Our two-speed property market could soon hit skids
THE property market is again in a dysfunctional state. One stark fact illustrates that more than all the others; on average a house only changes hands once every 75 years at the moment.
That is the calculation made by Davy Stockbrokers' economist Conall Mac Coille when he looked at the small number of transactions in the market.
Out of a stock of almost two million homes, just 1.3 per cent will change hands in a year.
In Dublin, where there is a more active market, around 1.6 per cent of the housing stock changes hands. This means the average house changes ownership once every 63 years in the capital.
Other indicators that tell us the market is in disarray include surging rents, with prices jumping by 18 per cent in the capital in the past year while stabilising outside the capital, and just over 2,000 dwellings being completed in the past year.
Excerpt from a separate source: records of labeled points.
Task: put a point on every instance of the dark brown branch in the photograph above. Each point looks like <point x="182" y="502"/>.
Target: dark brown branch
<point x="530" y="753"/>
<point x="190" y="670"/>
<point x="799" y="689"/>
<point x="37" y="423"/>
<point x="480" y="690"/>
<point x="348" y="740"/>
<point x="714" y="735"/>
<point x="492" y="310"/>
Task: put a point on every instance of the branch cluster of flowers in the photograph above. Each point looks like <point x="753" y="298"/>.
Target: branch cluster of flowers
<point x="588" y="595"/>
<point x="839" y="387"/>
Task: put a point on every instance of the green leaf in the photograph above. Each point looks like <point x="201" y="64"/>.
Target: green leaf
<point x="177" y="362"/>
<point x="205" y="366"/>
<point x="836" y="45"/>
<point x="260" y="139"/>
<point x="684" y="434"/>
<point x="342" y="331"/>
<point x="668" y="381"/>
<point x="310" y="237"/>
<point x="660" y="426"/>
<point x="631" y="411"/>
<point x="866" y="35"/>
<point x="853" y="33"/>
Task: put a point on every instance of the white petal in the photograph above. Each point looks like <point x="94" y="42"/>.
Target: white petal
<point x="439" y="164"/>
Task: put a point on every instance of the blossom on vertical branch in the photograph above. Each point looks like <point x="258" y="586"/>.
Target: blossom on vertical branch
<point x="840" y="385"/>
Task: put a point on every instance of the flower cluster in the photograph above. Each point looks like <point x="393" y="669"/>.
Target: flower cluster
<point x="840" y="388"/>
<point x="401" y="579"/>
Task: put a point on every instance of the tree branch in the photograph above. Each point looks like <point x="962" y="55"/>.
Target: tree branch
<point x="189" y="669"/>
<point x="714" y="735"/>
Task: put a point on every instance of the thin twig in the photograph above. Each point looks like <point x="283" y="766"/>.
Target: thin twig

We need something like 25,000 dwellings to be built every year to meet demand.
This is due to pent-up demand from those who have long wanted to buy but held back in the past few years, and household formation where young people leave the family home to set up on their own.
Of course, those in negative equity want property prices to keep rising, but the way the market is distorted at the moment by strong demand and no housing supply can only end in tears.
We need more properties to be built and a steadily rising market, going up in line with earnings.
In an economy where the average disposable income fell by 25 per cent between 2006 and 2012, surging property prices in urban areas is a new property crash in the making.
And government plans to provide a guarantee to banks so first-time buyers can borrow up to 95 per cent of the value of a property is the last thing we need.
Finance Minister Michael Noonan seems blase about the surge in prices in urban areas.
He is satisfied that actions in the Government's Construction 2020 strategy represent a comprehensive response to the challenges facing the property and construction sectors.
There's three things he could do immediately to help prices recover in rural areas, and slow down the scalding Dublin market.
These include cutting some of the huge chunk of taxes taken by the Government from house building.
Some 40 per cent of the cost of building a property is taxed in the form of valued added tax and levies paid to local and central government.
A move to ban 35-year mortgages would also make sense, as these loans are helping to bid up prices.
And a tax incentive to encourage older people to trade down to small homes would also be useful.